Two security researchers have revealed that they have found a way to hack into the Bluetooth controllers of electric skateboards, seizing control, and potentially sending their riders crashing to the ground.
Speaking to Wired, Mike Ryan and Richard “Richo” Healey, revealed that they first became interested in how easily electric skateboards might be hacked after Healey’s board became uncontrollable last year when he rode into an intersection in Melbourne, Australia.
The area, apparently, was well known for radio interference caused by a bombardment of Bluetooth devices all trying to communicate.
So, Healey hadn’t been hacked – his skateboard had just suffered an (accidental) denial-of-service attack. But his interest, and that of his fellow researcher Mike Ryan, had been piqued.
The two came up with an exploit they dubbed “Faceplant” – interrupting the Bluetooth Low Energy connection between the board and its handheld remote control, and then hijacking control to change direction, alter the speed or disable the brakes:
Because the Bluetooth communication is not encrypted or authenticated, a nearby attacker can easily insert himself between the remote and the app, forcing the board to connect to his laptop. Once he achieves this, he can stop the skateboard abruptly, ejecting the rider, send a malicious exploit that causes the wheels to suddenly alter direction and go in reverse at top speed, or disable the brakes. An attacker can also simply jam the communication between the remote and the board while a driver is on a steep hill, causing the brakes to disengage.

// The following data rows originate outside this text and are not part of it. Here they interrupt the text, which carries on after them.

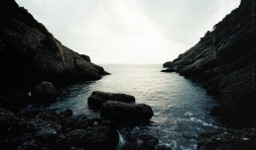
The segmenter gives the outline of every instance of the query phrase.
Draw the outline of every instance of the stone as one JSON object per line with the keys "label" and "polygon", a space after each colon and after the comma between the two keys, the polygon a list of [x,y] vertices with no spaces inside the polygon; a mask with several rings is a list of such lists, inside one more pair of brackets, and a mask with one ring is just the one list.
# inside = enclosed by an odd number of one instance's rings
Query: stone
{"label": "stone", "polygon": [[100,116],[121,122],[148,121],[154,115],[150,106],[107,101],[103,104]]}
{"label": "stone", "polygon": [[38,102],[55,102],[58,97],[57,89],[51,82],[43,81],[31,91],[32,98]]}
{"label": "stone", "polygon": [[59,134],[54,128],[43,128],[36,133],[36,138],[43,142],[53,142],[59,137]]}
{"label": "stone", "polygon": [[90,107],[101,107],[106,101],[117,101],[123,103],[135,103],[135,98],[126,94],[106,93],[94,91],[88,98],[88,105]]}

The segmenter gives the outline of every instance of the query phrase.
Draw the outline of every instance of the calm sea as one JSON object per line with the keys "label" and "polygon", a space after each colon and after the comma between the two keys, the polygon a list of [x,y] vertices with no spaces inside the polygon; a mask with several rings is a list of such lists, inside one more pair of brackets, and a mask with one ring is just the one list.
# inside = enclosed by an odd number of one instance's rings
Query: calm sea
{"label": "calm sea", "polygon": [[212,97],[198,84],[177,73],[160,72],[162,64],[103,64],[111,75],[99,81],[72,85],[61,90],[58,102],[48,109],[71,109],[76,114],[99,117],[87,107],[93,91],[124,93],[136,98],[136,103],[150,105],[155,115],[151,125],[124,126],[120,130],[149,133],[160,144],[173,149],[196,149],[199,133],[218,126],[209,110],[216,106]]}

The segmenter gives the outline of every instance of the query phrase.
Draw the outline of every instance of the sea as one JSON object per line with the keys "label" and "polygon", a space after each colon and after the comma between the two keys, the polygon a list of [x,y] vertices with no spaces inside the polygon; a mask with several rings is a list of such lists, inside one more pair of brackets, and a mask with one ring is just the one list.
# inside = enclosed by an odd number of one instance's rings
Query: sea
{"label": "sea", "polygon": [[162,64],[101,64],[111,75],[98,81],[74,84],[60,90],[60,97],[47,109],[64,111],[74,114],[100,117],[99,112],[87,106],[93,91],[132,95],[136,104],[152,107],[151,123],[135,126],[124,125],[119,137],[125,134],[145,133],[158,138],[160,145],[174,150],[195,150],[196,139],[202,132],[221,127],[217,118],[209,115],[217,105],[215,98],[195,81],[178,73],[165,73]]}

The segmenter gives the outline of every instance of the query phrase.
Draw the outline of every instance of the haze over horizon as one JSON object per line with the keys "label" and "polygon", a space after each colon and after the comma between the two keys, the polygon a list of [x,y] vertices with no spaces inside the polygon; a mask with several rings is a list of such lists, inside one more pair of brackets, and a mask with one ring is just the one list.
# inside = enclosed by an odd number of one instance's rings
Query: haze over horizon
{"label": "haze over horizon", "polygon": [[16,0],[93,63],[164,63],[193,46],[240,0]]}

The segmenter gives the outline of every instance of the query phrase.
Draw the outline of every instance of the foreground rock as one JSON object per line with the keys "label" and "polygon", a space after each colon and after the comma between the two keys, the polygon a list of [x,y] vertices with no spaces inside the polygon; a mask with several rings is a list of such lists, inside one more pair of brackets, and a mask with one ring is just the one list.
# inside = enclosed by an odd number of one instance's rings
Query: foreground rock
{"label": "foreground rock", "polygon": [[100,116],[121,122],[148,121],[154,115],[150,106],[144,104],[126,104],[121,102],[105,102]]}
{"label": "foreground rock", "polygon": [[256,149],[255,128],[202,133],[196,149]]}
{"label": "foreground rock", "polygon": [[241,0],[191,49],[164,67],[198,80],[218,97],[218,114],[231,127],[256,125],[255,1]]}
{"label": "foreground rock", "polygon": [[109,121],[70,114],[30,111],[17,117],[0,109],[0,149],[115,149],[118,134]]}
{"label": "foreground rock", "polygon": [[176,69],[173,69],[173,68],[166,69],[166,70],[161,70],[161,72],[175,72],[175,71],[176,71]]}
{"label": "foreground rock", "polygon": [[101,107],[104,102],[117,101],[123,103],[135,103],[135,98],[126,94],[106,93],[94,91],[88,98],[88,105],[90,107]]}
{"label": "foreground rock", "polygon": [[57,89],[51,82],[44,81],[31,92],[32,98],[36,101],[55,102],[57,100]]}

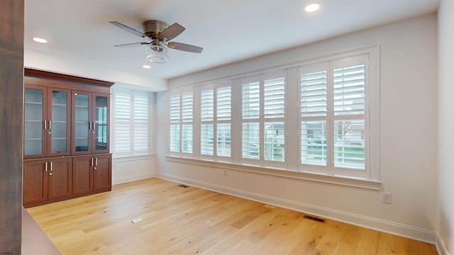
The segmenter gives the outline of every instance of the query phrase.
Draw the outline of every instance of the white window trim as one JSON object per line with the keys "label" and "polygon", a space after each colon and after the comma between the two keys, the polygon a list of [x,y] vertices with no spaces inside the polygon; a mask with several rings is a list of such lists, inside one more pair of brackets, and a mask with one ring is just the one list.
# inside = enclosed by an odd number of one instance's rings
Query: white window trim
{"label": "white window trim", "polygon": [[[148,95],[148,148],[147,150],[147,152],[145,154],[134,154],[134,147],[133,147],[133,141],[134,141],[134,137],[133,137],[133,134],[131,135],[131,142],[130,142],[130,151],[128,152],[123,152],[123,153],[116,153],[115,152],[115,129],[116,129],[116,119],[115,119],[115,105],[116,105],[116,102],[115,102],[115,94],[116,93],[124,93],[124,94],[128,94],[131,95],[132,96],[134,96],[134,94],[140,94],[143,95],[143,94],[146,94]],[[122,85],[119,85],[119,84],[116,84],[116,86],[112,89],[112,94],[111,95],[111,120],[112,120],[112,125],[111,125],[111,151],[113,152],[112,152],[112,158],[113,159],[126,159],[126,158],[150,158],[150,157],[153,157],[153,153],[154,153],[154,150],[153,150],[153,140],[152,140],[152,135],[153,134],[153,118],[154,118],[154,113],[153,113],[153,110],[154,110],[154,108],[153,107],[153,106],[154,106],[154,102],[155,102],[155,94],[153,92],[150,92],[150,91],[143,91],[143,90],[140,90],[140,89],[129,89],[126,86],[122,86]],[[131,110],[133,110],[133,108],[131,108]],[[132,124],[133,125],[133,123]]]}

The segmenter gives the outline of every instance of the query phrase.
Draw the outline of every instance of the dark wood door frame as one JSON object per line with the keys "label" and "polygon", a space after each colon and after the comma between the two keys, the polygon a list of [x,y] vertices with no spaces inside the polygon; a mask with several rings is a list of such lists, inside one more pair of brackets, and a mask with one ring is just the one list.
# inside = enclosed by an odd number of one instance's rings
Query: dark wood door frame
{"label": "dark wood door frame", "polygon": [[23,0],[0,8],[0,254],[21,254]]}

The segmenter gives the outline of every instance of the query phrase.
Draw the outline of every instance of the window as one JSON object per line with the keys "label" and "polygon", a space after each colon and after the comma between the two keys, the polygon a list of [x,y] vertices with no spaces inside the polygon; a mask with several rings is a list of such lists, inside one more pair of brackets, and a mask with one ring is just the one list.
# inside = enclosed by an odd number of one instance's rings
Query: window
{"label": "window", "polygon": [[193,150],[194,93],[174,91],[169,99],[169,151],[192,154]]}
{"label": "window", "polygon": [[286,76],[286,72],[281,71],[240,80],[241,152],[245,162],[285,162]]}
{"label": "window", "polygon": [[[231,81],[204,86],[200,89],[200,154],[231,156]],[[216,142],[215,142],[216,141]]]}
{"label": "window", "polygon": [[369,176],[367,62],[365,55],[299,69],[302,171]]}
{"label": "window", "polygon": [[379,181],[377,60],[371,47],[171,91],[170,154]]}
{"label": "window", "polygon": [[114,157],[150,154],[150,94],[116,88],[113,96]]}

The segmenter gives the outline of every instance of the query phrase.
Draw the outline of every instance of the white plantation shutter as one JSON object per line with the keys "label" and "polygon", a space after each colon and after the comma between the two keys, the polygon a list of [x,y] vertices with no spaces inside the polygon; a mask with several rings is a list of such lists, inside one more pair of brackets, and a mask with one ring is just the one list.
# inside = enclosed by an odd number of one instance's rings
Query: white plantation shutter
{"label": "white plantation shutter", "polygon": [[241,81],[243,159],[260,158],[260,80],[261,77],[255,76]]}
{"label": "white plantation shutter", "polygon": [[279,77],[265,80],[263,91],[263,113],[265,118],[284,118],[285,79]]}
{"label": "white plantation shutter", "polygon": [[182,121],[192,123],[194,116],[194,97],[192,93],[182,95]]}
{"label": "white plantation shutter", "polygon": [[232,83],[216,86],[216,155],[231,156]]}
{"label": "white plantation shutter", "polygon": [[265,75],[263,82],[264,159],[283,162],[285,159],[284,72]]}
{"label": "white plantation shutter", "polygon": [[169,102],[169,149],[172,152],[179,152],[179,95],[170,96]]}
{"label": "white plantation shutter", "polygon": [[170,120],[171,123],[179,123],[179,95],[170,96]]}
{"label": "white plantation shutter", "polygon": [[243,119],[258,119],[260,113],[260,82],[252,81],[242,86]]}
{"label": "white plantation shutter", "polygon": [[326,71],[301,75],[301,117],[326,115]]}
{"label": "white plantation shutter", "polygon": [[200,95],[200,119],[212,121],[214,118],[214,89],[201,91]]}
{"label": "white plantation shutter", "polygon": [[242,157],[285,161],[285,81],[279,71],[240,80]]}
{"label": "white plantation shutter", "polygon": [[148,94],[134,95],[134,152],[135,156],[148,154],[149,116]]}
{"label": "white plantation shutter", "polygon": [[364,64],[333,70],[334,115],[364,114]]}
{"label": "white plantation shutter", "polygon": [[365,169],[365,67],[334,68],[334,166]]}
{"label": "white plantation shutter", "polygon": [[300,69],[301,163],[326,166],[327,70]]}
{"label": "white plantation shutter", "polygon": [[211,88],[202,90],[200,94],[200,153],[202,155],[214,154],[214,89]]}
{"label": "white plantation shutter", "polygon": [[127,156],[131,151],[131,95],[126,93],[115,93],[114,99],[114,154],[116,156]]}
{"label": "white plantation shutter", "polygon": [[369,167],[367,63],[362,55],[300,68],[301,164],[368,174],[358,171]]}
{"label": "white plantation shutter", "polygon": [[194,96],[193,93],[186,93],[182,95],[182,152],[192,153],[194,117]]}
{"label": "white plantation shutter", "polygon": [[150,153],[150,94],[117,89],[114,91],[114,154],[115,157]]}
{"label": "white plantation shutter", "polygon": [[226,86],[217,89],[216,120],[230,120],[232,115],[232,88]]}

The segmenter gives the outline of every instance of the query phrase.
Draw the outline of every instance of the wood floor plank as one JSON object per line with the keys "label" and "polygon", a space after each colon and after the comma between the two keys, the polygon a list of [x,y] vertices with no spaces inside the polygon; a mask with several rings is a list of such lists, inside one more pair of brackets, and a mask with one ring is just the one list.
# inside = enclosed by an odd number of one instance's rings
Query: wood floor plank
{"label": "wood floor plank", "polygon": [[155,178],[27,210],[63,255],[437,254],[433,244]]}

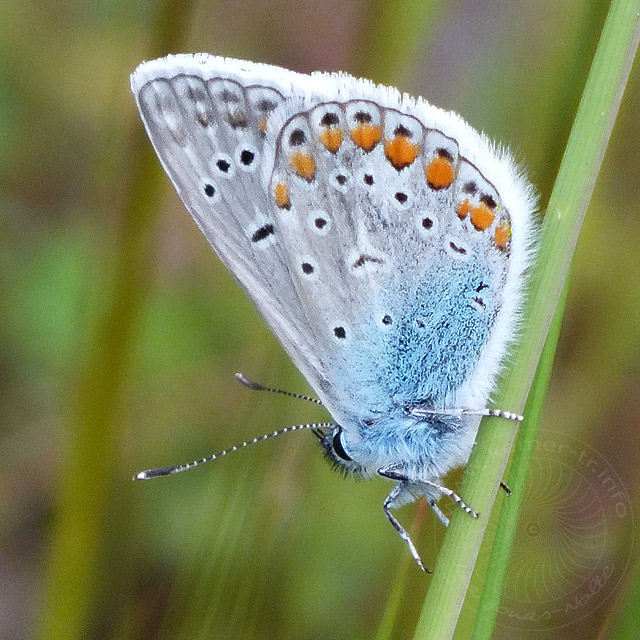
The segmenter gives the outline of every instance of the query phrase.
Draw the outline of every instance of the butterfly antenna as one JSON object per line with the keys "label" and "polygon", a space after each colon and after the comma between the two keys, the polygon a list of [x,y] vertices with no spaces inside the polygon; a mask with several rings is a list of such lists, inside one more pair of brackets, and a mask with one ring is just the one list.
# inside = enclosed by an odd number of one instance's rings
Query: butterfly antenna
{"label": "butterfly antenna", "polygon": [[248,389],[252,389],[253,391],[270,391],[271,393],[279,393],[283,396],[288,396],[289,398],[297,398],[298,400],[306,400],[307,402],[313,402],[314,404],[319,404],[322,406],[322,401],[318,400],[318,398],[312,398],[311,396],[305,396],[302,393],[292,393],[291,391],[284,391],[283,389],[276,389],[275,387],[265,387],[263,384],[259,384],[258,382],[254,382],[253,380],[249,380],[241,373],[236,373],[236,380],[243,384]]}
{"label": "butterfly antenna", "polygon": [[233,447],[229,447],[228,449],[224,449],[223,451],[219,451],[218,453],[214,453],[206,458],[199,458],[198,460],[193,460],[192,462],[186,462],[184,464],[176,464],[171,467],[158,467],[156,469],[147,469],[147,471],[140,471],[133,476],[134,480],[150,480],[151,478],[160,478],[162,476],[172,476],[176,473],[182,473],[183,471],[187,471],[187,469],[193,469],[193,467],[198,467],[205,462],[213,462],[218,458],[224,458],[224,456],[229,453],[233,453],[234,451],[238,451],[239,449],[244,449],[252,444],[257,444],[258,442],[264,442],[265,440],[270,440],[271,438],[275,438],[277,436],[281,436],[284,433],[293,433],[294,431],[303,431],[308,429],[312,431],[314,434],[321,433],[322,429],[332,429],[335,427],[333,422],[315,422],[313,424],[297,424],[293,427],[285,427],[284,429],[278,429],[277,431],[272,431],[271,433],[265,433],[263,436],[258,436],[257,438],[253,438],[252,440],[247,440],[242,444],[234,445]]}

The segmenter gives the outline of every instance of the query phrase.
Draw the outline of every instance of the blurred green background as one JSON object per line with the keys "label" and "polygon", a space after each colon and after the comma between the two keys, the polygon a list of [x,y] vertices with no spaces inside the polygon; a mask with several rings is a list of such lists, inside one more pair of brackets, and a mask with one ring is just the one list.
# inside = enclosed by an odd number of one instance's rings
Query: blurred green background
{"label": "blurred green background", "polygon": [[[606,9],[3,4],[0,638],[372,638],[406,572],[404,638],[429,583],[382,515],[389,485],[333,473],[309,434],[131,482],[324,418],[234,381],[308,390],[161,173],[135,66],[208,51],[397,85],[507,144],[543,209]],[[596,637],[638,561],[639,121],[636,71],[574,262],[497,638]],[[399,515],[424,516],[433,566],[444,532],[420,509]]]}

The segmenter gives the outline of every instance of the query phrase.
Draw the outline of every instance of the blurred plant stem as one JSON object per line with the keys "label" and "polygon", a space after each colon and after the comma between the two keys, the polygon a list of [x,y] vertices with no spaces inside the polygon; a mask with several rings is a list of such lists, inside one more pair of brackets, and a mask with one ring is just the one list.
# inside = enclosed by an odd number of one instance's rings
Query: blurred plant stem
{"label": "blurred plant stem", "polygon": [[[155,12],[149,57],[181,48],[191,5],[165,0],[155,5]],[[128,79],[120,80],[126,87]],[[111,147],[105,144],[103,149]],[[127,373],[135,321],[152,275],[151,236],[161,191],[161,169],[139,123],[134,127],[129,157],[128,179],[122,178],[124,172],[119,176],[129,185],[129,192],[119,212],[116,237],[107,240],[112,251],[105,253],[105,261],[110,261],[104,264],[110,290],[104,294],[106,302],[79,349],[77,377],[69,392],[69,444],[61,465],[43,605],[34,634],[42,640],[75,640],[95,632],[91,624],[107,571],[108,516],[117,491],[122,428],[116,419],[119,393]],[[98,158],[100,162],[107,159]],[[119,188],[113,184],[112,192]],[[105,208],[109,206],[112,203],[105,202]]]}
{"label": "blurred plant stem", "polygon": [[[514,349],[514,366],[495,399],[496,406],[502,409],[517,411],[522,407],[547,339],[637,49],[639,13],[639,0],[611,3],[542,225],[523,339]],[[538,378],[541,388],[546,386],[545,378],[546,375]],[[539,409],[532,412],[537,414]],[[535,429],[534,423],[535,420],[530,427],[525,420],[519,437],[528,440],[529,429]],[[465,473],[462,495],[483,517],[472,520],[462,511],[454,513],[415,638],[436,640],[453,636],[514,434],[514,429],[505,428],[495,418],[486,420],[480,429]],[[520,465],[517,473],[526,475],[528,460],[524,456]],[[514,526],[516,518],[512,520],[511,526]],[[505,540],[513,537],[512,532],[507,533],[506,525],[500,530]],[[496,541],[496,544],[501,543]],[[503,568],[494,565],[493,570]],[[502,583],[503,578],[497,582]],[[495,609],[486,615],[495,616]],[[490,637],[486,634],[490,634],[492,628],[493,623],[488,620],[476,638]]]}

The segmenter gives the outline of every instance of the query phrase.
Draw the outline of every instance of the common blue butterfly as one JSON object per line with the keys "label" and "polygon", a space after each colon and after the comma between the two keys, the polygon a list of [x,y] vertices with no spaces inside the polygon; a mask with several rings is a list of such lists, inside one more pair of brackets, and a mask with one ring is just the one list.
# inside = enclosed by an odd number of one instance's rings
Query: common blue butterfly
{"label": "common blue butterfly", "polygon": [[391,509],[424,496],[447,524],[447,495],[477,515],[440,478],[483,415],[521,419],[486,407],[517,327],[528,183],[455,113],[342,73],[175,55],[131,87],[182,201],[333,418],[289,430],[396,481],[384,511],[426,570]]}

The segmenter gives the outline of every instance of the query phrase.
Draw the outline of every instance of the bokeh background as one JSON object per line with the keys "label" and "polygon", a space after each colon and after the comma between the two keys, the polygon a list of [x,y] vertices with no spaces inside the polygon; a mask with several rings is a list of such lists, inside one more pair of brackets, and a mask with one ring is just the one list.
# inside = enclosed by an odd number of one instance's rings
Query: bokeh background
{"label": "bokeh background", "polygon": [[[388,484],[344,480],[309,434],[131,482],[323,417],[234,381],[308,390],[161,173],[135,66],[208,51],[397,85],[508,144],[543,209],[607,5],[3,3],[0,638],[404,638],[429,584],[382,515]],[[639,121],[636,69],[575,257],[497,638],[596,637],[634,575]],[[433,566],[442,528],[419,505],[399,515]]]}

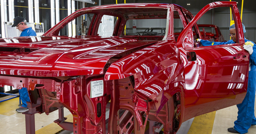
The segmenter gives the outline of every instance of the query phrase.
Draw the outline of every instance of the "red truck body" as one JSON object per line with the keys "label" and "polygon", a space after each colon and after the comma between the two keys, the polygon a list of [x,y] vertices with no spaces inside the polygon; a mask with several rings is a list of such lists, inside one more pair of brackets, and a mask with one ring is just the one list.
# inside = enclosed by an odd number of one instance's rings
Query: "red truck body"
{"label": "red truck body", "polygon": [[[196,21],[209,10],[222,6],[231,7],[236,19],[237,43],[196,47],[191,28],[202,38]],[[58,35],[86,13],[94,15],[86,35]],[[104,15],[118,17],[111,37],[97,34]],[[166,19],[164,36],[123,34],[127,20],[152,18]],[[148,121],[153,129],[147,133],[162,124],[165,133],[175,134],[191,118],[241,103],[247,89],[249,55],[241,47],[244,41],[236,3],[211,3],[193,18],[174,4],[78,10],[42,36],[0,40],[0,86],[27,87],[31,105],[26,116],[59,108],[55,122],[74,133],[144,133]],[[177,41],[175,18],[184,28]],[[73,123],[65,121],[63,106],[73,115]]]}

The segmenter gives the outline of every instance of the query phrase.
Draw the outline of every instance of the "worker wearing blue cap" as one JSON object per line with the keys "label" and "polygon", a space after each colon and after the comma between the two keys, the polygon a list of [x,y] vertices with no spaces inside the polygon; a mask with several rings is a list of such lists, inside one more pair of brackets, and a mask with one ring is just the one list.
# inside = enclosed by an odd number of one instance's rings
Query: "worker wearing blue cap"
{"label": "worker wearing blue cap", "polygon": [[[244,33],[245,33],[245,26],[243,25]],[[197,41],[204,46],[226,44],[235,43],[236,42],[236,26],[233,24],[229,27],[229,35],[232,40],[228,41],[222,42],[211,42],[200,39]],[[249,64],[249,76],[247,93],[242,103],[236,105],[238,108],[237,119],[234,123],[233,128],[228,129],[228,131],[233,133],[244,134],[248,132],[248,129],[251,126],[256,125],[256,118],[254,115],[254,102],[255,93],[256,90],[256,45],[255,44],[248,40],[244,39],[245,45],[243,47],[244,48],[248,51],[250,54]],[[248,44],[251,45],[246,45]]]}

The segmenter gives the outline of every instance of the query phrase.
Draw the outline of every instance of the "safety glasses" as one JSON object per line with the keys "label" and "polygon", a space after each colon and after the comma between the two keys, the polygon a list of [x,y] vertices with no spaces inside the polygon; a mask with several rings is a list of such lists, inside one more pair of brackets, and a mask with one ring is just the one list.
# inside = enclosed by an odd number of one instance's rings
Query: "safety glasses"
{"label": "safety glasses", "polygon": [[235,35],[236,35],[236,33],[233,33],[233,34],[229,33],[229,36],[230,36],[230,37],[234,36]]}

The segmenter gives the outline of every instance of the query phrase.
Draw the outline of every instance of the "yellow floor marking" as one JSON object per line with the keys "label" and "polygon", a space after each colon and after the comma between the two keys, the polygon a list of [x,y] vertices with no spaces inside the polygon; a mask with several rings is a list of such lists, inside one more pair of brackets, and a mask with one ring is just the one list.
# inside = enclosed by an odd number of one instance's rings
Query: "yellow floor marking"
{"label": "yellow floor marking", "polygon": [[15,111],[19,108],[19,97],[0,102],[0,115],[11,116],[17,113]]}
{"label": "yellow floor marking", "polygon": [[[72,114],[70,114],[65,117],[68,118],[65,121],[73,122],[73,116]],[[63,129],[57,123],[53,123],[36,131],[36,134],[45,134],[46,132],[47,134],[55,134]]]}
{"label": "yellow floor marking", "polygon": [[216,111],[196,117],[188,134],[211,134]]}

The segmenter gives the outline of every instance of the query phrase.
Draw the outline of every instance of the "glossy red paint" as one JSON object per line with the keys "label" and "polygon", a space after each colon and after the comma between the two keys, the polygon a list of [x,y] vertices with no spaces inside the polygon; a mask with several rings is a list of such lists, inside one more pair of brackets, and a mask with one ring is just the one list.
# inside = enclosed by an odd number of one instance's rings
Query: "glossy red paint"
{"label": "glossy red paint", "polygon": [[[133,130],[143,134],[146,120],[151,123],[150,128],[163,124],[165,133],[175,134],[182,122],[238,104],[244,98],[249,55],[241,47],[244,41],[240,20],[235,21],[239,43],[198,47],[194,44],[194,36],[202,38],[196,22],[203,14],[230,5],[234,18],[240,19],[236,3],[230,2],[209,4],[194,19],[186,9],[172,4],[120,4],[79,10],[44,36],[0,40],[0,86],[27,87],[32,104],[42,99],[36,108],[40,113],[66,107],[72,114],[73,124],[61,123],[65,119],[61,114],[55,122],[64,129],[73,128],[74,133],[129,134]],[[85,13],[97,15],[87,35],[58,35],[66,25]],[[118,17],[110,37],[97,35],[104,14]],[[167,19],[164,36],[123,35],[127,19],[152,17]],[[174,18],[180,19],[184,28],[177,42]],[[91,84],[96,81],[103,81],[99,84],[103,84],[102,95],[92,98],[92,89],[98,85]]]}

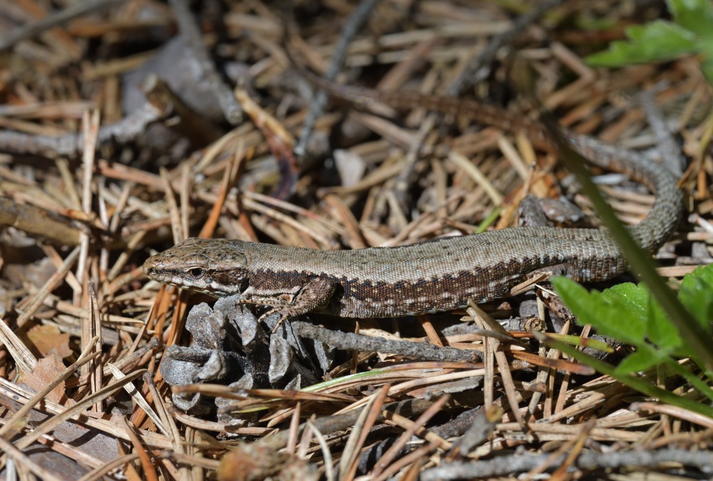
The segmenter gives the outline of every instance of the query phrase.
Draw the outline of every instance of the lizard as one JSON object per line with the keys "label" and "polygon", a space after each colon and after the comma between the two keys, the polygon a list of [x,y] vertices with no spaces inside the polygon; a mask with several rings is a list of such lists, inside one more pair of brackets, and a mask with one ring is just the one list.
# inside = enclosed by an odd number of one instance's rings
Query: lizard
{"label": "lizard", "polygon": [[[419,107],[468,115],[507,130],[525,129],[548,144],[545,128],[477,100],[384,93],[312,78],[332,95],[364,104]],[[651,210],[629,227],[638,244],[655,252],[677,227],[682,193],[665,167],[633,151],[570,131],[563,135],[592,164],[623,172],[654,192]],[[240,240],[188,239],[152,256],[145,275],[214,297],[241,294],[242,302],[272,308],[281,320],[309,312],[347,318],[401,317],[505,297],[530,276],[562,274],[603,281],[627,269],[624,253],[605,230],[528,226],[450,237],[393,247],[322,251]]]}

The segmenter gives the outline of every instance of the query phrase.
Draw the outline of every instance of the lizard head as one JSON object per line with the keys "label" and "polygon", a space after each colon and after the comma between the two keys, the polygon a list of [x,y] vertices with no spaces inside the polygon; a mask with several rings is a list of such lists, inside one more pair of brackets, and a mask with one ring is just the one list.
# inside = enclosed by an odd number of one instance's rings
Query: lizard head
{"label": "lizard head", "polygon": [[149,279],[214,297],[247,286],[247,258],[241,241],[193,237],[151,256],[143,264]]}

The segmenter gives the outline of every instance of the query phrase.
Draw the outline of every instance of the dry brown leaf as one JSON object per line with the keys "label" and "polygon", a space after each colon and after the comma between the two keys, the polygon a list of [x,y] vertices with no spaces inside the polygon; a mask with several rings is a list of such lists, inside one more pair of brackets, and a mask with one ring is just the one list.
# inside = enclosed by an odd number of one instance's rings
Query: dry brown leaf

The exploit is demonstrated in the following YouTube video:
So far, the researchers have found a way of exploiting a vulnerability in the Boosted electronic skateboard, which sells for an eye-watering $1500, as well as a board made by Revo. A further exploit named “Road Rash” is in the works for the Chinese manufactured E-Go board.
It appears that the electronic skateboard manufacturers have failed to properly secure the communications between the boards and the handheld controllers – with no encryption or authentication being used.
So, if you aren’t a skateboarder should be concerned about this?
Well, aside from the risk that you might be a passer-by or motorist who is hit by a tumbling skateboarder, there *are* other reasons to be concerned.
Because news of this skateboard hack is just the latest in a long line of hacks that are increasingly highlighting the weakness of the Internet of Things.
How many other manufacturers are rushing to connect their devices up to the internet, with little care or thought to the possible security implications?